The camera repeatedly lingers on a wall mural of Leila Khaled, who hijacked a TWA plane in 1969 and was arrested during an attempted hijack of an El Al plane in 1970
Bourdain then visits Aida refugee camp in Bethlehem, where he says his first impression is that there is a “remarkable number of kids.” He is told that two-thirds of the 6,000-person camp are people under the age of 18.
Bourdain notes that children are being taught to recognize, if not venerate, the near omnipresent pictures of hijackers and political prisoners. The camera repeatedly lingers on a wall mural of Leila Khaled, who hijacked a TWA plane in 1969 and was arrested during an attempted hijack of an El Al plane in 1970. The children being exposed to this image, Bourdain points out, is a “recipe for unruly behavior.”
“Here are kids 4 to 5 years old, every day looking at somebody who brought down a plane,” Bourdain asks his host. “I’m not questioning why that is, but do you think it’s helpful?” He is told that it is the mentality of people who have long been “under occupation, under their heels.” His host also claims that Mohammad Assaf, the winner of “Arab Idol,” is more recognizable among area kids than Abu Mazen (Palestinian Authority President Mahmoud Abbas) or Yasser Arafat.
Ottolenghi rejoins Bourdain to take him to the restaurant Majda in Ein Rafa, an Israeli Arab village west of Jerusalem, where a Jewish-Muslim couple feed Bourdain fresh vegetarian food reflecting “their common backgrounds and commonalities,” including zucchini with mint and apricot.

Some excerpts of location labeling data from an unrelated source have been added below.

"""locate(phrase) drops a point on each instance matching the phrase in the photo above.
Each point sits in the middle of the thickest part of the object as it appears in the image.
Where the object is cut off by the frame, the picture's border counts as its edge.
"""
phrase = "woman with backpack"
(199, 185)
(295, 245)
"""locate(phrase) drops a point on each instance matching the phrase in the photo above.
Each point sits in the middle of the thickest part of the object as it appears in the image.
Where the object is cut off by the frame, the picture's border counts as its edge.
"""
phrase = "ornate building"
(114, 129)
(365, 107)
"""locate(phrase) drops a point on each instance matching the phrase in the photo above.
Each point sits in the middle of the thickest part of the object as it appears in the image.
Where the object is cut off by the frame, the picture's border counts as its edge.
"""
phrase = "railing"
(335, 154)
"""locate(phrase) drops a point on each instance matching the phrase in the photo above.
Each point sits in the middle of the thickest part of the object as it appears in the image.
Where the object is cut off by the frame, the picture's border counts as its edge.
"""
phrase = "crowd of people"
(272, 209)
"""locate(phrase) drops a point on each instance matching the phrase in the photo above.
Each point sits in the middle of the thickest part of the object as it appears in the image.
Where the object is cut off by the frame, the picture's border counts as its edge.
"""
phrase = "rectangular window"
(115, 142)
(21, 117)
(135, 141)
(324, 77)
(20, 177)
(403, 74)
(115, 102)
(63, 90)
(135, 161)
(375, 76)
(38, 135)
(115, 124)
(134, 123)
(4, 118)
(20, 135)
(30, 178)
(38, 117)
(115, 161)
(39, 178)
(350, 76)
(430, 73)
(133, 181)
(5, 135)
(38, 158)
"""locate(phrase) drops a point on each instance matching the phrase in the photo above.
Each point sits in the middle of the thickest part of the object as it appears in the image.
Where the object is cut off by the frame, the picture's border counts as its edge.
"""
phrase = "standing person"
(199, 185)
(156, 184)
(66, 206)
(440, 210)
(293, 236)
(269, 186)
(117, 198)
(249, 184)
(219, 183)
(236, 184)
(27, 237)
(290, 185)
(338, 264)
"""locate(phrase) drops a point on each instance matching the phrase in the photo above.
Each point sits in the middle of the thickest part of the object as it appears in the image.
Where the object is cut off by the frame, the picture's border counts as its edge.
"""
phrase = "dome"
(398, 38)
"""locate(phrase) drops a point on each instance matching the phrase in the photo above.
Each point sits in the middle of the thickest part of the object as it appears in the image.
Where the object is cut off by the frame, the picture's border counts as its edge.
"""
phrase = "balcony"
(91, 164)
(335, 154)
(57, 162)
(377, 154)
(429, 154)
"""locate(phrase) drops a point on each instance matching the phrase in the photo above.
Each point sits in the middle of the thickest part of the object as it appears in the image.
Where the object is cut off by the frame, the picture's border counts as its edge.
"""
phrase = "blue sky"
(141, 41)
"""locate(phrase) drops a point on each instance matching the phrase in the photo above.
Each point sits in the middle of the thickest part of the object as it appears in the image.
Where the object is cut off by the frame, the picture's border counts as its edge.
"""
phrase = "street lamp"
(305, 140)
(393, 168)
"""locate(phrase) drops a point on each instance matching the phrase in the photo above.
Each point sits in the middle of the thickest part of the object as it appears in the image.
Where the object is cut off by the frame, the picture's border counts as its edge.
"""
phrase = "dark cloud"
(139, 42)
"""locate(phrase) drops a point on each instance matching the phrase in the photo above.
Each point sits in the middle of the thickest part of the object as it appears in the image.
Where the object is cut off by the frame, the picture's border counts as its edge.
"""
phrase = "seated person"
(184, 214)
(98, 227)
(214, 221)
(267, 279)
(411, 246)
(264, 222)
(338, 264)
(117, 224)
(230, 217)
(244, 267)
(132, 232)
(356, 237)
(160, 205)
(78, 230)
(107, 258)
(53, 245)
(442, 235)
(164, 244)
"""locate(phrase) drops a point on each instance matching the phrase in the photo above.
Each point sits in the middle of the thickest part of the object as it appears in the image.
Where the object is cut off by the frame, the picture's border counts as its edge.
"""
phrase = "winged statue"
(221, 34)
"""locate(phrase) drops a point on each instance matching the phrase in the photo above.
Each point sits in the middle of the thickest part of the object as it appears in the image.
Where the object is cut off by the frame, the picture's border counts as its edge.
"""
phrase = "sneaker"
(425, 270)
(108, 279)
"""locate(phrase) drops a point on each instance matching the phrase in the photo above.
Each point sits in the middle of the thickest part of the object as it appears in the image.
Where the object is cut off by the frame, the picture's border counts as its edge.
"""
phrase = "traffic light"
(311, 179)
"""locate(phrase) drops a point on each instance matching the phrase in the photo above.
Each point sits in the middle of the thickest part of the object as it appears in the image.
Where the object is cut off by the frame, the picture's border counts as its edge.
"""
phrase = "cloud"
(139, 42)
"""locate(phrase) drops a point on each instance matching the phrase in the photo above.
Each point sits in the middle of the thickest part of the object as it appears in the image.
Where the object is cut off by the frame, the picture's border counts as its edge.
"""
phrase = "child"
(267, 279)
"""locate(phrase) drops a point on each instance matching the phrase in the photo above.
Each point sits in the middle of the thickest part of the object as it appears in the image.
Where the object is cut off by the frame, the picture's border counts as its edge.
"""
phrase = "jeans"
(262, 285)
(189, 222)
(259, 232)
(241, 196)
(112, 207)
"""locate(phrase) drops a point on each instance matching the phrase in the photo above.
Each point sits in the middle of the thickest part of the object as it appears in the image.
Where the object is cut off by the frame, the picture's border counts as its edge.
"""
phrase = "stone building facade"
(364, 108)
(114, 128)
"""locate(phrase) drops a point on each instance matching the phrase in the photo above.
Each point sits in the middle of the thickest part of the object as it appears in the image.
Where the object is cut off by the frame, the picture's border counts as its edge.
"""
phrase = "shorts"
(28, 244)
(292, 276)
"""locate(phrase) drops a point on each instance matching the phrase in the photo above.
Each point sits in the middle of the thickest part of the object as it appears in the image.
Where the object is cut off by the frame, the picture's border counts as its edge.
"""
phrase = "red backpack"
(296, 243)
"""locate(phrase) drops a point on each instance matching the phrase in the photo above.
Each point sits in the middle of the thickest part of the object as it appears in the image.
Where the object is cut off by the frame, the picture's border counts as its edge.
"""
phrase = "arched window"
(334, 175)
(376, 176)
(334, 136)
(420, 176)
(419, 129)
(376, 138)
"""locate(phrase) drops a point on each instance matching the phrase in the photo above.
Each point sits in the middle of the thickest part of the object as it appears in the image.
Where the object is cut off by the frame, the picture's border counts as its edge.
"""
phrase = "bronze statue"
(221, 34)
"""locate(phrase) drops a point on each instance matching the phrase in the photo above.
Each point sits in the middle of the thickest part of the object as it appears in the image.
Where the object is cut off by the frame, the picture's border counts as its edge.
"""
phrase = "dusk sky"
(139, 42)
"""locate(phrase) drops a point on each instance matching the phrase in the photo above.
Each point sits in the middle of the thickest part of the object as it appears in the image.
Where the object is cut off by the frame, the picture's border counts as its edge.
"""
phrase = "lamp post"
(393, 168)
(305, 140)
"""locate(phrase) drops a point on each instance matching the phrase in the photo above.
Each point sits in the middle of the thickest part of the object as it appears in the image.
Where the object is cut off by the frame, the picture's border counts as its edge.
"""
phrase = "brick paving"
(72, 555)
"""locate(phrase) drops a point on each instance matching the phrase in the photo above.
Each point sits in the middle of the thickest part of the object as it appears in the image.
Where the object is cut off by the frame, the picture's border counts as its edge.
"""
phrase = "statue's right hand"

Bourdain also visits Gaza, where he notes that Hamas, “considered a terrorist organization by both the US and Israel,” was elected as leaders in 2006. His host is Laila El-Haddad, author of “The Gaza Kitchen,” who currently lives in Maryland (though no indication is given of this fact in the show). She serves him the Gazan dish maqluba, and brings Bourdain to eat fire-roasted watermelon among a gathering of community elders.
The show closes with Bourdain talking to Natan Galkowicz, proprietor of Mides Brazilian Restaurant in the Negev kibbutz Bror Hayil near the Gaza border, whose daughter Dana was killed in 2005 outside her home, three months before her wedding, by a mortar fired by Hamas.
“I know that my daughter was killed for no reason, and I know that people on the other side have been killed for no reason,” Galkowicz tells Bourdain. “Bottom line is, let’s stop with the suffering.”